What we had seen in the large towns, and in the large gregarious life of cities, we saw "close up" at Nipigon. The varied crowd, Finns, British, Canadian and Indian (one of the Indians, a young dandy, had served with distinction during the war, had married a white Canadian, and was one of the richest men present), danced without social distinctions in that pleasant hall to Finn folk-songs that had never been set down on paper played on an accordion. It was a delightful evening.
For the rest, those with the train fished (or, rather, went through all the ritual with little of the results), walked, bathed in the lake, watched the American "movie" men in their endeavours to convert the British to baseball, or endeavoured, with as little success, to convert the baseball "fans" to cricket. The recreations of Nipigon were not hectic, and we were glad to get on to towns and massed life again.
I confess our view of Nipigon of the hundred houses was not that of the Indian boy who discussed it with us. He told us Nipigon was not the place for him.
"You wait," he said. "Next year I go. Next year I am fifteen. Then I go out into the woods. I go right away. I can't stand this city life."
III
Canada, on Monday, September 8th, demonstrated its amazing faculty for startling contrasts. It lifted the Prince from the primitive to the ultra-modern in a single movement. In the morning he was in the silent forests of Nipigon, a tract so wild that man seemed no nearer than a thousand miles. Three hours later he was moving amid the dense crowds that filled the streets of the latest word in industrial cities.

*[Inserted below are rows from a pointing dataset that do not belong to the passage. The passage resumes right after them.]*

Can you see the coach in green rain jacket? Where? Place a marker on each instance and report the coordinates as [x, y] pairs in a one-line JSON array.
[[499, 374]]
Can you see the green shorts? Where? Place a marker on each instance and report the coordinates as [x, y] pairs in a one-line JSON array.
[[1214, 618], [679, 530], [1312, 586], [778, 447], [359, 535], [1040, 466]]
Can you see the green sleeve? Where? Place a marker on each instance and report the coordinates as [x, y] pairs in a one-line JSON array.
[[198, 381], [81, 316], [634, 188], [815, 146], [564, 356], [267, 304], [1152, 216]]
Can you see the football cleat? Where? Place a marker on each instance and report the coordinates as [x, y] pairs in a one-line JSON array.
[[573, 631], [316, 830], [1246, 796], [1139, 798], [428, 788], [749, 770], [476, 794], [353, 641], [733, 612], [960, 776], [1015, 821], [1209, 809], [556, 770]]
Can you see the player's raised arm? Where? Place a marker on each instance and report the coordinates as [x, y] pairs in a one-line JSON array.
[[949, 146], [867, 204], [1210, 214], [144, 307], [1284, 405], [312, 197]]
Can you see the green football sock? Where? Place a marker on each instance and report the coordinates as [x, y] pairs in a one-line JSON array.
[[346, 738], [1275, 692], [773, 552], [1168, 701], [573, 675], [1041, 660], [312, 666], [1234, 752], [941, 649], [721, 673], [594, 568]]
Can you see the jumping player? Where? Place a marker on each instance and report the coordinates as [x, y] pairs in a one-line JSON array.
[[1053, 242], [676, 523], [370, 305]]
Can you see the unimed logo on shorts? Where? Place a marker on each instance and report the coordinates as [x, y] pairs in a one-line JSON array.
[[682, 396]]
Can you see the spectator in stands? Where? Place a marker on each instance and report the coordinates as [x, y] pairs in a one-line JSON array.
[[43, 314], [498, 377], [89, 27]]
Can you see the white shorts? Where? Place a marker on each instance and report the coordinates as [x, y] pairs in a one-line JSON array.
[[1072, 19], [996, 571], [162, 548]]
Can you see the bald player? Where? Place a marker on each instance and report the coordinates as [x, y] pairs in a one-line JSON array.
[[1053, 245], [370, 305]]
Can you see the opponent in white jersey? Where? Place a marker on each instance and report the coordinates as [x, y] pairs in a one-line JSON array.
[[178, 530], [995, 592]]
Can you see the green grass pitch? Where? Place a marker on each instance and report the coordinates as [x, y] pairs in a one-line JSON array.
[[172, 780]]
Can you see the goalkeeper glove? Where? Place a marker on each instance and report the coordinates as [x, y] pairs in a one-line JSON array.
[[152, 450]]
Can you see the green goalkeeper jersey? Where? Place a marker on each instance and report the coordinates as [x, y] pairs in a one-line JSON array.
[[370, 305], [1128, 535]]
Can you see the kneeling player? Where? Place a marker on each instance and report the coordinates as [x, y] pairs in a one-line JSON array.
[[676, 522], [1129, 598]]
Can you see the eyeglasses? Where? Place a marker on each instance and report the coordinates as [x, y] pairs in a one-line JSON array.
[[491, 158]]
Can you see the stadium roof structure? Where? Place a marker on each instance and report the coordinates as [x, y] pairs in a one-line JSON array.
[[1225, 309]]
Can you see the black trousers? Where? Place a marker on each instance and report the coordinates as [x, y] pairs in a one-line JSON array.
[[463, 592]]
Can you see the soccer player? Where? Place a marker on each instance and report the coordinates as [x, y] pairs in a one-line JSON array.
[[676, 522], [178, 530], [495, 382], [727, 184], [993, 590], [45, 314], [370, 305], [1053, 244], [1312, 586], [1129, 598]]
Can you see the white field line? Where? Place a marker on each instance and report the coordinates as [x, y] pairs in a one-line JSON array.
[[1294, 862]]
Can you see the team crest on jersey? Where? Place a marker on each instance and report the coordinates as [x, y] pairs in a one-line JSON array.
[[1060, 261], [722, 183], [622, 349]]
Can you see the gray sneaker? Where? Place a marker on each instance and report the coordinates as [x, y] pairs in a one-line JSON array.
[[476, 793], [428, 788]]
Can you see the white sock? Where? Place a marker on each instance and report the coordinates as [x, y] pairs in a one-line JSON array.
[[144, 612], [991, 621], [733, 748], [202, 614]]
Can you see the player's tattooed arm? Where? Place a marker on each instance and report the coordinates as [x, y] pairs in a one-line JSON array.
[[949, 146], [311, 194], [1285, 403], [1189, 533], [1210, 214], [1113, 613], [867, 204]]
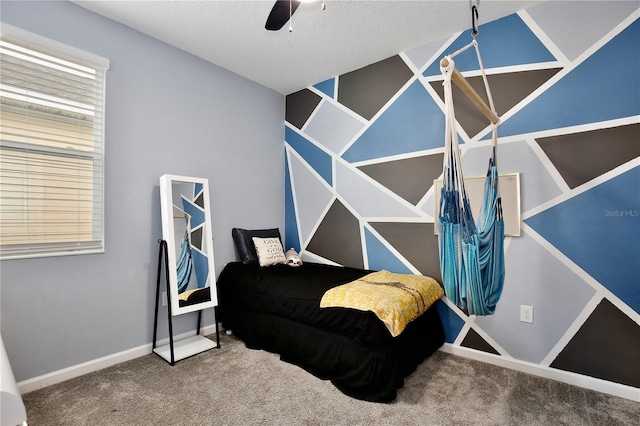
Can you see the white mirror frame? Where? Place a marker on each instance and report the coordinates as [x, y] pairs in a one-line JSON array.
[[178, 211]]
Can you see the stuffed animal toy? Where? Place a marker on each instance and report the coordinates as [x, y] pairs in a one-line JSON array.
[[292, 258]]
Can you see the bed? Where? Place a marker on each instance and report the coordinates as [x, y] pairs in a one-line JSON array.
[[277, 308]]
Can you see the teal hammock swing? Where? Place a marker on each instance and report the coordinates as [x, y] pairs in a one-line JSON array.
[[184, 263], [471, 253]]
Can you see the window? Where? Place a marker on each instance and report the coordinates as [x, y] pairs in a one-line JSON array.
[[51, 147]]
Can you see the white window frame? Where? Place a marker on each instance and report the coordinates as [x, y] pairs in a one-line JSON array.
[[93, 155]]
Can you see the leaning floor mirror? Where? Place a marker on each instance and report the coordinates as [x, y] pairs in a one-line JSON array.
[[186, 228]]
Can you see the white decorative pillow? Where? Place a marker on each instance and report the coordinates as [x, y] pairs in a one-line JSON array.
[[269, 251]]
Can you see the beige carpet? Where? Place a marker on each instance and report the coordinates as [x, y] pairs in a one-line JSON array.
[[238, 386]]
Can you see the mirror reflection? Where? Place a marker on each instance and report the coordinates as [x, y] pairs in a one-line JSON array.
[[187, 231]]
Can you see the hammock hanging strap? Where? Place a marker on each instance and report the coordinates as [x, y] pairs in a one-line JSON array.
[[471, 255]]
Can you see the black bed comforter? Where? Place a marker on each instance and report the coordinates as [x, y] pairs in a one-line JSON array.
[[276, 308]]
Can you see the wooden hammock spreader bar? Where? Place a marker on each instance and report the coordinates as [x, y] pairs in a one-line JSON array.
[[470, 92]]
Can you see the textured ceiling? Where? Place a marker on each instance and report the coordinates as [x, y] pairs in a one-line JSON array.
[[346, 36]]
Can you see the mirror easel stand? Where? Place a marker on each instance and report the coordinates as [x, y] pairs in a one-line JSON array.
[[177, 350]]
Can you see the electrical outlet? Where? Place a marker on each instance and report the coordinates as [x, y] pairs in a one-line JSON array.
[[526, 313]]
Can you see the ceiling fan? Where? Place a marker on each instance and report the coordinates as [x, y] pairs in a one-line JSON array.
[[282, 12]]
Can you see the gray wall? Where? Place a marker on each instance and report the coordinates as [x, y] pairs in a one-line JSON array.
[[167, 112]]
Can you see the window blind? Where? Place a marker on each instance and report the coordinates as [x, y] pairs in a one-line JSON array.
[[51, 147]]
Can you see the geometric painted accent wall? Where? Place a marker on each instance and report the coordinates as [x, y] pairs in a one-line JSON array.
[[363, 150]]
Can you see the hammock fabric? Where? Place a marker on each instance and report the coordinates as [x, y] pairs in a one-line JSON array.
[[471, 256], [185, 265]]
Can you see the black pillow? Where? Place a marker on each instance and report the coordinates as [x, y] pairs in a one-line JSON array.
[[242, 239]]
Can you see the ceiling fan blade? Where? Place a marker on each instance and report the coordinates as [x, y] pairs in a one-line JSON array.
[[280, 14]]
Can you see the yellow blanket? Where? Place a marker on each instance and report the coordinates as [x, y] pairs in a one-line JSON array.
[[396, 299]]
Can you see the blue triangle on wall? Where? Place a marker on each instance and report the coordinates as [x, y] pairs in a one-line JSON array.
[[604, 87], [412, 123], [598, 230]]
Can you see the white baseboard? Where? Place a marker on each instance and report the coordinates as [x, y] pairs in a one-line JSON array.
[[616, 389], [599, 385], [45, 380]]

He stepped straight from Nipigon to the twin cities of Port Arthur and Fort William. These two cities are really one, and together form the great trade pool into which the traffic of the vast grain-bearing West and North-West pours for transport on the Great Lakes.
These two cities sprang from the little human nucleus made up of a Jesuit mission and a Hudson Bay Company depot of the old days. They stand on Thunder Bay, a deep-water sack thrusting out from Lake Superior under the slopes of flat-topped Thunder Cape. The situation is ideal for handling the trade of the great lake highway that swings the traffic through the heart of the Western continent.
Port Arthur and Fort William have seen their chances and made the most of them. They have constructed great wharves along the bay to accommodate a huge traffic. Over the wharves they have built up the greatest grain elevators in the world, not a few of them but a series, until the cities seemed to be inhabited solely by these giants. These elevators and stores collect and distribute the vast streams of grain that pour in from the prairies, at whose door the cities stand, distributing it across the lakes to the cities of America, or along the lakes to the Canadian East and the railways that tranship it to Europe.
On the quays are the towering lattices of patent derricks, forests of them, that handle coal and ore and cargoes of infinite variety. And the [Transcriber's note: word(s) possibly missing from source] derricks and the elevators are the uncannily long and lean lake freighters, ships with a tiny deck superstructure forward of a great rake of hold, and a tiny engine-house astern under the stack. And by these grain boats are the ore tramps and coal boats from Lake Erie, and cargo boats with paper pulp for England made in the big mills that turn the forests about Lake Superior into riches.